Dave Bott(deleted)
|
devnp-e1000 RX overruns on *some* ports
|
Dave Bott(deleted)
08/20/2009 1:09 PM
post36378
|
devnp-e1000 RX overruns on *some* ports
Customer is using QNX 6.4.1 SMP 8x way on a 2x Xeon (each 4-way + hyperthreading (disabled)) board:
Intel S5520UR board
SATA SSD, 4GB RAM, DVD, Intel dual NIC (pro1000PT).
The attached hw-info file (get_hw_info is great!) file shows the PCI setup
There are 4 GigE ports on the board - 2 from an 82575EB chip, 2 from an 82571EB
The 82571EB NICs seem to work fine - can send/receive very well
The 82575 NICs see link status and see receive packets, but after ~200 packets, the received OK count stops and th SQE
error count starts incrementing. The source shows that SQE represents the RX dropped count.

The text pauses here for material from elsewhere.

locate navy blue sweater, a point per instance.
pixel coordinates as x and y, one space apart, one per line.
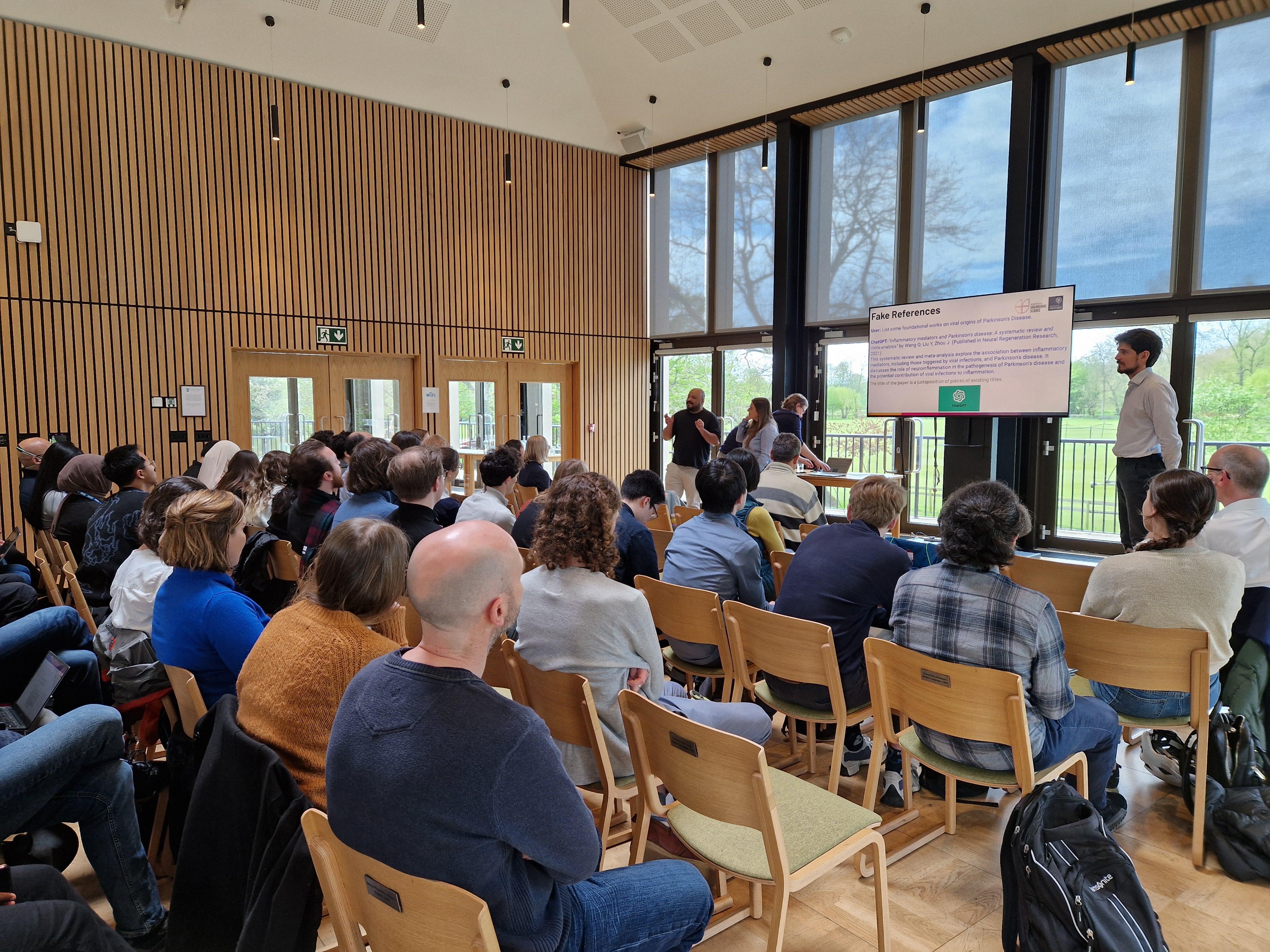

The slog shows an Unexpected irq cause 0x40, which is RX overrun.
The pci config *looks* OK in terms of allocations. Interrupt assignments seem OK too.
Running *just* the 82575 ports did not make a difference.
Any suggestions / known issue ?
Thanks
Dave
|
|
|
Hugh Brown
|
RE: devnp-e1000 RX overruns on *some* ports
|
Hugh Brown
08/20/2009 1:19 PM
post36379
|
RE: devnp-e1000 RX overruns on *some* ports
Why is the driver being started with irq=11? Two of the devices are on
IRQ 10 and the other 2 are on 11. The driver should be started without
any IRQ on the command line.
Hugh.
-----Original Message-----
From: Dave Bott [mailto:community-noreply@qnx.com]
Sent: Thursday, August 20, 2009 1:10 PM
To: drivers-networking
Subject: devnp-e1000 RX overruns on *some* ports
Customer is using QNX 6.4.1 SMP 8x way on a 2x Xeon (each 4-way +
hyperthreading (disabled)) board:
Intel S5520UR board
SATA SSD, 4GB RAM, DVD, Intel dual NIC (pro1000PT).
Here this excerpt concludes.